There is also an interesting paradox here. As designers and creators, we are part of this ecosystem. We document, we share, we curate. We understand the value of a well-framed shot and the reach that comes with it. But we also see what does not make it to the frame. The discomfort of a beautiful chair that no one actually sits on. The impracticality of layouts designed for symmetry rather than movement. The quiet compromises made to maintain a certain aesthetic. And so, we find ourselves constantly navigating this tension between creating spaces that are experienced and spaces that are consumed.

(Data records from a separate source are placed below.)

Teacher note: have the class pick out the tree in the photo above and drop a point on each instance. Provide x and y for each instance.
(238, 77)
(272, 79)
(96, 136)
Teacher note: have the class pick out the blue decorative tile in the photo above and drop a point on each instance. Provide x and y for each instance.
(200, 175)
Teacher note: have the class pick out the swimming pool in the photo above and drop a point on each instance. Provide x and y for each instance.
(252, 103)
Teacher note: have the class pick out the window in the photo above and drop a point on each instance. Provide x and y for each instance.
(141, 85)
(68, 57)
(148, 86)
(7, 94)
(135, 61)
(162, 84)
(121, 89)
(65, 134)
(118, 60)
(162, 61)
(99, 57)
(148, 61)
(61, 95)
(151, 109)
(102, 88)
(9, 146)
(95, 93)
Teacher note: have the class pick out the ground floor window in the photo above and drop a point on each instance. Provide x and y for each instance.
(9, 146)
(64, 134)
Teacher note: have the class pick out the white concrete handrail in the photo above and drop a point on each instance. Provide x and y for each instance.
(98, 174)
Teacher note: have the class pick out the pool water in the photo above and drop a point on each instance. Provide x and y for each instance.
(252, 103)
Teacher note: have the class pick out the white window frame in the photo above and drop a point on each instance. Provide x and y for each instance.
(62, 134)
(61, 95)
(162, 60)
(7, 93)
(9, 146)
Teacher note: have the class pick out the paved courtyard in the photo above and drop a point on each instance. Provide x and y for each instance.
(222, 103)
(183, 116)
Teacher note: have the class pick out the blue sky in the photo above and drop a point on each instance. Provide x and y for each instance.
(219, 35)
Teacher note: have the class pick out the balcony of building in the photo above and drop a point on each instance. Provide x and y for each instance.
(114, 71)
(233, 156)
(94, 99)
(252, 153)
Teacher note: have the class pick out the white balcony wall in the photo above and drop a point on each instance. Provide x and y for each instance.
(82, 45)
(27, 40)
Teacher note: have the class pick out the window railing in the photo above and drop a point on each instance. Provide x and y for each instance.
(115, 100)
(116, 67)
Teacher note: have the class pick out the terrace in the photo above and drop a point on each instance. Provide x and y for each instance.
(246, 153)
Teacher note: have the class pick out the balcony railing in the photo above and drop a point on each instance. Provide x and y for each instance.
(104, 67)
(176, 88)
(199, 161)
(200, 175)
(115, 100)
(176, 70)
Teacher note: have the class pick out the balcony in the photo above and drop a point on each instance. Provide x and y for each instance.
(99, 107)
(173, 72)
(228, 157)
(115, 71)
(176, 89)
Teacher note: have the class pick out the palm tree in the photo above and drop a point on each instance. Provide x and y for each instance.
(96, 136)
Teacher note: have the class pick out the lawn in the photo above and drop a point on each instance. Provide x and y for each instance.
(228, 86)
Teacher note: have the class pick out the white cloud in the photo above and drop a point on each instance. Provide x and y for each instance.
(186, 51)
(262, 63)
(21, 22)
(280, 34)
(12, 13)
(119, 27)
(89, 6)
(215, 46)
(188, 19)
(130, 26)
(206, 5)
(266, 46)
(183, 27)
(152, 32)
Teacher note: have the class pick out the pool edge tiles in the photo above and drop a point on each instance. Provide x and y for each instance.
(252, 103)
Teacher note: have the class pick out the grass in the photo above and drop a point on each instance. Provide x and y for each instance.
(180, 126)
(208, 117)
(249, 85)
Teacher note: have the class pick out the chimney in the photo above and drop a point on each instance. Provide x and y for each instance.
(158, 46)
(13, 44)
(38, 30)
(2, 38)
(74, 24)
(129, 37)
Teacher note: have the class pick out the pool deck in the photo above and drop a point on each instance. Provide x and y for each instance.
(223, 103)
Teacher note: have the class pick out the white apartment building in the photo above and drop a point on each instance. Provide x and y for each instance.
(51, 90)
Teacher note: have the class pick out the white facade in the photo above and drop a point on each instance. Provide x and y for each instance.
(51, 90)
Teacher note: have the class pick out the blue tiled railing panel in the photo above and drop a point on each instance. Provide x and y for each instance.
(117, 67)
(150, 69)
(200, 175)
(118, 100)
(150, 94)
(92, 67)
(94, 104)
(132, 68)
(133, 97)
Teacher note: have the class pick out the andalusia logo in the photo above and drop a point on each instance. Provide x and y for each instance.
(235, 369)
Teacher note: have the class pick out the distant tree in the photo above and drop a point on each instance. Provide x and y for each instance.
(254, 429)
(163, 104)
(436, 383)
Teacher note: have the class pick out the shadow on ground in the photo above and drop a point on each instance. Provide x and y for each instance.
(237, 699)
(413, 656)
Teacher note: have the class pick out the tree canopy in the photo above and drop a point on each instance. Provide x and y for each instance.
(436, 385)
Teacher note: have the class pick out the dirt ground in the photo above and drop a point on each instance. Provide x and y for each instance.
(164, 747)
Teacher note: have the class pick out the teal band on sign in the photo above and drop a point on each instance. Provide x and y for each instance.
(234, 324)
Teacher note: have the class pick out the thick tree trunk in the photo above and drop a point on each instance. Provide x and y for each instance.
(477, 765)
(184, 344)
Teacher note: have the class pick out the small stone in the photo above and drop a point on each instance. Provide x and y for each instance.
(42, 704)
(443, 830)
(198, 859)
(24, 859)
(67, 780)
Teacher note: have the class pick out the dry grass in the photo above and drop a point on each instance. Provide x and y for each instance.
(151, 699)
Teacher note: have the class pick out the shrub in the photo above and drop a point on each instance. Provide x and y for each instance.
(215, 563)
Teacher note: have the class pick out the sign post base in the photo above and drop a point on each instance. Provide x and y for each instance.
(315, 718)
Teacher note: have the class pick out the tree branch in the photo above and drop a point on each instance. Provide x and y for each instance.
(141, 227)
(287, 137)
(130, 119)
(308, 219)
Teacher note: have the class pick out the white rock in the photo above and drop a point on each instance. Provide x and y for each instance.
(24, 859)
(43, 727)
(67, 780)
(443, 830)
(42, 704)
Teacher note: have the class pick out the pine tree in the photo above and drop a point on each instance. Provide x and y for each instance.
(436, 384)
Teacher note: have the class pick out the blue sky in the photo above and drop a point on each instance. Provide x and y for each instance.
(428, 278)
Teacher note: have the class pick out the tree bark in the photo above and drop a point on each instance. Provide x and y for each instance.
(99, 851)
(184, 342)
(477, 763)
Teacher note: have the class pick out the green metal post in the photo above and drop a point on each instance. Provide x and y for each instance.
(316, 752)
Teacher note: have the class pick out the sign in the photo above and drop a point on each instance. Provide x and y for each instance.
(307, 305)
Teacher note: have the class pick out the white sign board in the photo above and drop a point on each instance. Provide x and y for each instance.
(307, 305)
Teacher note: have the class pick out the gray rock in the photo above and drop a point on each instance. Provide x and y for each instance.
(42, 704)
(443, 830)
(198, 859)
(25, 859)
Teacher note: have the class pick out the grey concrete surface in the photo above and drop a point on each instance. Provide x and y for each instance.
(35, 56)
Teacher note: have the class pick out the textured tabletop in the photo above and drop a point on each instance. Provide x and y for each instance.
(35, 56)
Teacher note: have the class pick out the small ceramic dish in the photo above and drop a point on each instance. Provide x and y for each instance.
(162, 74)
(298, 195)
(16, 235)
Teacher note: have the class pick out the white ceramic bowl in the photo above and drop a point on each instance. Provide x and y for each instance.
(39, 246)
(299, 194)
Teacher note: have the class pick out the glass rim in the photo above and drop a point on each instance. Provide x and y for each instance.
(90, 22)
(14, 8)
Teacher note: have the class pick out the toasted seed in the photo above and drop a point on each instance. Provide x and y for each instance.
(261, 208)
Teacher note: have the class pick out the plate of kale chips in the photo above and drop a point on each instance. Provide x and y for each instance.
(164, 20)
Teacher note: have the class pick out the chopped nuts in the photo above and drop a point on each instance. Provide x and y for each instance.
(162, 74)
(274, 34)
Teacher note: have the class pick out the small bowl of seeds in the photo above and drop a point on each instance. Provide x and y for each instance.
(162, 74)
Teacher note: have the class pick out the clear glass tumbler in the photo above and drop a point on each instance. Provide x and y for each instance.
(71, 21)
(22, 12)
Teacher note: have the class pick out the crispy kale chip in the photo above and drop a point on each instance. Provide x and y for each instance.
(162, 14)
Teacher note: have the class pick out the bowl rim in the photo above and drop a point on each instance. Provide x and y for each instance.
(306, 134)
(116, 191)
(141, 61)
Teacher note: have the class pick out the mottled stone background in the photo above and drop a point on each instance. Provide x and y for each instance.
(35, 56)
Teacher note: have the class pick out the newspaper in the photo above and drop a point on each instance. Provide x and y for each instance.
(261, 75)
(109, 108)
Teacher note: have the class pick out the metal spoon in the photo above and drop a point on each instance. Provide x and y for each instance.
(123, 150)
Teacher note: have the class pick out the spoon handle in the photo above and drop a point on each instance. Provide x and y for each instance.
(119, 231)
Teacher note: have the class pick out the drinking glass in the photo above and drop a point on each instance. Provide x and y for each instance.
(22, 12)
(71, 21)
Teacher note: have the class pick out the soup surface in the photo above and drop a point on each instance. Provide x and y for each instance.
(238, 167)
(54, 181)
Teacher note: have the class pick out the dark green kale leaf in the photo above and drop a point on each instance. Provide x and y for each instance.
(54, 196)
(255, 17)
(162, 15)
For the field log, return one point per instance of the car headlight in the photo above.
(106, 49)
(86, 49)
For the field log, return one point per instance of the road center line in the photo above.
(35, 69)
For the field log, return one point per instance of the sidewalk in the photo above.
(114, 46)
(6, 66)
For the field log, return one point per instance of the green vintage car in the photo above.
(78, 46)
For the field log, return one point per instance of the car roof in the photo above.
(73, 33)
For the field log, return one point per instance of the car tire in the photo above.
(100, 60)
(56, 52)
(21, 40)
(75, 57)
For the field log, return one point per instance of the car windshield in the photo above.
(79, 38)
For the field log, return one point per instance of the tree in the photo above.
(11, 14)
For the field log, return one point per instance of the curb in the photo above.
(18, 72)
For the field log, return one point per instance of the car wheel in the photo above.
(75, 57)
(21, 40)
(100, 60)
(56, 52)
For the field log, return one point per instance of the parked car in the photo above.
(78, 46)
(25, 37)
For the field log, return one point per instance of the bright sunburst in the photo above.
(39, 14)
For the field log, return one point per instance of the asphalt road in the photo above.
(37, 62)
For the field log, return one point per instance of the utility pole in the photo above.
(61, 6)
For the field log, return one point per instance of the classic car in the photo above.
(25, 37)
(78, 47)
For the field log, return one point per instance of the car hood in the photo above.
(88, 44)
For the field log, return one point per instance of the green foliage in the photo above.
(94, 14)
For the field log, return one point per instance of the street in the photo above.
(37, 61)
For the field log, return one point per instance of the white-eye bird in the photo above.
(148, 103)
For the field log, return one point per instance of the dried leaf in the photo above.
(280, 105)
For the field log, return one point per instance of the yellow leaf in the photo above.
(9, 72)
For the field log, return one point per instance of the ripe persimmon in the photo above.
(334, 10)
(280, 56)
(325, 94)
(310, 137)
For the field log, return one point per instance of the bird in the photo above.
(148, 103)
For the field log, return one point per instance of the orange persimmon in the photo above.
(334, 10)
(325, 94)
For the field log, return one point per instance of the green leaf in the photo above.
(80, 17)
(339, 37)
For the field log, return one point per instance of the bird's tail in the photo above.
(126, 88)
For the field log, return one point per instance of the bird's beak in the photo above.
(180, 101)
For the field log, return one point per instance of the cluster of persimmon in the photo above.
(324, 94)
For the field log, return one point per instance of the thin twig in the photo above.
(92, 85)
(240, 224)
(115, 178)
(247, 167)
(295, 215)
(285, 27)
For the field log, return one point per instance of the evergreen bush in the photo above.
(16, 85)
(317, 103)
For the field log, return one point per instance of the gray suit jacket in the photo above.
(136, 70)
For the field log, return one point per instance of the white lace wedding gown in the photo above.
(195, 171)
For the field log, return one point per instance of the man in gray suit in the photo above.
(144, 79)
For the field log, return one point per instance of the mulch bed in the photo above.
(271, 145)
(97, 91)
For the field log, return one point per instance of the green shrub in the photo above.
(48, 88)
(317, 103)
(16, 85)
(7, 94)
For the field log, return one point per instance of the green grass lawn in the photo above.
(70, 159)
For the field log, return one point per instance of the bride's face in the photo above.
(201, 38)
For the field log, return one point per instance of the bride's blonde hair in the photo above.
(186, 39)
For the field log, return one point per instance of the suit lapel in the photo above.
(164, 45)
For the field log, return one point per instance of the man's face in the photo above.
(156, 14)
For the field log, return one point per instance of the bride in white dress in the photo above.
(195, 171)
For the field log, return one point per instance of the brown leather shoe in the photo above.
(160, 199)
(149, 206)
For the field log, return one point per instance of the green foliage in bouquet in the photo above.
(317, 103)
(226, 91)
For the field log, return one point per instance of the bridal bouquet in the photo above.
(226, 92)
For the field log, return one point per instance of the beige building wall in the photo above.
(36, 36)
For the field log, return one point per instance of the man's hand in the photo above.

Perhaps the issue is not with platforms or visibility, but with what we begin to optimize for. If design starts to prioritize how quickly it can capture attention, rather than how deeply it can support life, we risk reducing spaces to content. And in doing so, we may be overlooking the very purpose of design itself. And maybe the question we need to ask is not whether a space is beautiful enough to share, but whether it is comfortable enough to live in.
Because ultimately, a home is not a photograph. It is a lived experience.
But maybe this is not entirely a loss. Maybe it is simply a shift, one that is still finding its balance. While platforms may influence how spaces are presented, they have also opened conversations around design that were once limited to a few. More people are engaging with their environments, questioning what they like, and becoming aware of how spaces shape their lives. And that, in itself, holds value.
So perhaps the question is not whether social media is changing design. It clearly is.
The real questions are:
Can we engage with it more consciously?
Can we design spaces that photograph beautifully, but also live effortlessly?
Can we create homes that are expressive, yet deeply personal?
Can we resist the urge to perform, and instead choose to inhabit?
Because maybe the future of design does not lie in rejecting visibility, but in redefining what we choose to show.
Not just the perfect corners, But the lived-in ones.
Not just the stillness, But the movement.
Not just the aesthetic, But the experience.
And perhaps, if we get that balance right, a space will not just look good in a frame. It will feel right, long after the camera is put away.